My Path Part 1: Moving Back Home After College to Save BIG

This is going to be the first entry to a series talking about my story and how I stumbled into the realm of personal finance and eventually financial independence.  I plan to talk about all of the things I’ve found helpful up until this point as well as document my personal progress as I try to reach goals and better myself. I believe consistent writing is both a perfect form of documenting my progress as well as self-accountability to keep myself heading in the right direction (maybe even public accountability if anyone ever stumbles across this and finds my writing interesting!).  Anyways, here is the first installment of this series where I will talk about how I began to think about money as I was approaching college graduation:

When I was nearing the end of undergrad, I had a friend who had already graduated and was already a couple years into his career.  I don’t know how this came up, but he told me to start saving right away and to check out the subreddit /r/personalfinance. I checked it out and read it sometimes, particularly this flowchart found in the sidebar.  It had immediate appeal because it was so structured and simple to follow.  I immediately set a goal to be able to follow it all the way to the bottom.
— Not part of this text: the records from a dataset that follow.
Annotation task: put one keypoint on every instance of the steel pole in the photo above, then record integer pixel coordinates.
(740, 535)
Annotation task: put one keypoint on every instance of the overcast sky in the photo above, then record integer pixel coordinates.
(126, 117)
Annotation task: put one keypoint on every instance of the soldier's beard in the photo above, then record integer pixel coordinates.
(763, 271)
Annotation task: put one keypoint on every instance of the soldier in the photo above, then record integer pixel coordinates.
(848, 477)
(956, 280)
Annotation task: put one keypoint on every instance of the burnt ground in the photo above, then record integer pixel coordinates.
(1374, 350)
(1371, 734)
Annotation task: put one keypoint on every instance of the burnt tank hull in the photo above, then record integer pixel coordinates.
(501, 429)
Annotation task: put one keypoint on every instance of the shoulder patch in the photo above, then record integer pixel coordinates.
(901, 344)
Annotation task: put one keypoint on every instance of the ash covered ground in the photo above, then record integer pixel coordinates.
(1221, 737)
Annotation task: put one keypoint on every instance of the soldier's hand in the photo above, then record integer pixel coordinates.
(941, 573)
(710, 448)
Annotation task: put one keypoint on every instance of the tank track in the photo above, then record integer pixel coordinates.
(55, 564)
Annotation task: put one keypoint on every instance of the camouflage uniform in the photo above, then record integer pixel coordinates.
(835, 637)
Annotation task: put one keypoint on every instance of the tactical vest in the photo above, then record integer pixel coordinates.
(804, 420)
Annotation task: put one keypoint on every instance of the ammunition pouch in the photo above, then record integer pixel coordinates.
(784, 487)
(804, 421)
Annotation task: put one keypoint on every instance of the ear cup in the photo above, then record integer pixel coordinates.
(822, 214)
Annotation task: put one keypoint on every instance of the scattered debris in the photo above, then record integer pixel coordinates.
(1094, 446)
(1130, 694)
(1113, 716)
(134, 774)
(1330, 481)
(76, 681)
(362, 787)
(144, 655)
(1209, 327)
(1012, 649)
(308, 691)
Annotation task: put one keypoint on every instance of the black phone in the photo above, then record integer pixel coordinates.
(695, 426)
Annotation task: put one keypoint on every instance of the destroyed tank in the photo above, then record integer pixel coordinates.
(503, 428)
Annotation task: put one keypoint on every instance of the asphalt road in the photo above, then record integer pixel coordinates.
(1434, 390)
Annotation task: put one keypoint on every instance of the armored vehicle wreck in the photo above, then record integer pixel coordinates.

At my job, I didn’t have access to a 401k immediately, so my 2 initial goals were to open and max a Roth IRA and build an emergency fund.  I arbitrarily chose $10,000 as my goal for this, moved back home, and got to working.

From a financial perspective, moving back in with my parents after graduating college was a very smart decision.  This isn’t always possible, but the job I got was in my hometown and my parents were happy to help me out, so that I didn’t have to put a ludicrous percentage of my salary towards rent.  

As of writing this, I’d been back in my childhood house for just over a year, and was in the process of apartment hunting, but let us assume it will be a 1 year for our calculations for simplicity.  Now for some rough estimations! Say I wanted to live with one roommate in a 2 bedroom apartment near-ish to my office: this would run me $1,200-2,000/month. So we will assume $1,500/month, a combined $500 for food/utilities/other misc benefits I’d forego by moving out of my home.  So roughly $2,000 per month that I otherwise wouldn’t be spending over the course of 1 year, for a grand total of $24,000. And this number could be much higher.  I know some people paying north of $2,500/month for rent and they eat out for nearly every meal!  Obviously this is not ideal and I’m not one to spend that much money if I don’t have to, but I’m very comfortable saying that one year at home with my folks will have saved me in the vicinity of the $24,000 figure previously mentioned.  And lastly, we will assume a $60,000 salary, a 5% employer match for a 401k, and only federal taxes as state taxes vary (and assuming filing as Single).

Now that we’ve got some base lines, we will have 2 different scenarios. For the first, we will be living at home and contributing this extra $2,000/month to a traditional 401k, as well as a Roth IRA.  And for the second, we will be spending this $2,000/month and only contributing in our 401k 5% to get the employer match, as this is the traditional wisdom given to people just starting their working career.  The following tables outline the differences in invested amounts between the two after one year:

So right off the bat, we can see AGI difference is pretty drastic and as a result you’re able to save a little over $3,000 on federal income tax.  This is an immediate benefit as it’s easy to notice if your monthly take home is $250 higher! But then there’s the long term benefit. This is where our friend compound interest comes into play. If we simply let these two account balances sit and grow for 20 years at 7% annual return, this is what we see:

Saving and investing $2,000 a month by living at home for just 1 year can lead to a $80,000 difference.  This one small trick could be massively impactful in the future financial states of new grads, assuming this is a possibility for them.  It might not seem like much at the time, and it’s only for 1 year, but the long run difference is staggering. If you stack on other things like cutting expenses, or avoiding lifestyle inflation that comes along with earning money for the first time in your life and wanting to completely change your spending habits from broke college student to young professional, this could be even more.  You want to be on the right side of compounding interest. There’s no downside to setting aside as you comfortably can when you’re young and the upside is more money for your future self! And if you grow your next egg early, there’s less pressure if issues come up down the line and you’re not able to contribute as much for whatever reason. Doing so gives so much financial flexibility later in life.

Clearly not everyone has a great relationship with their parents, nor will everyone get their first job in their hometown.  But for those people that can tick both of these boxes, this is definitely something to consider.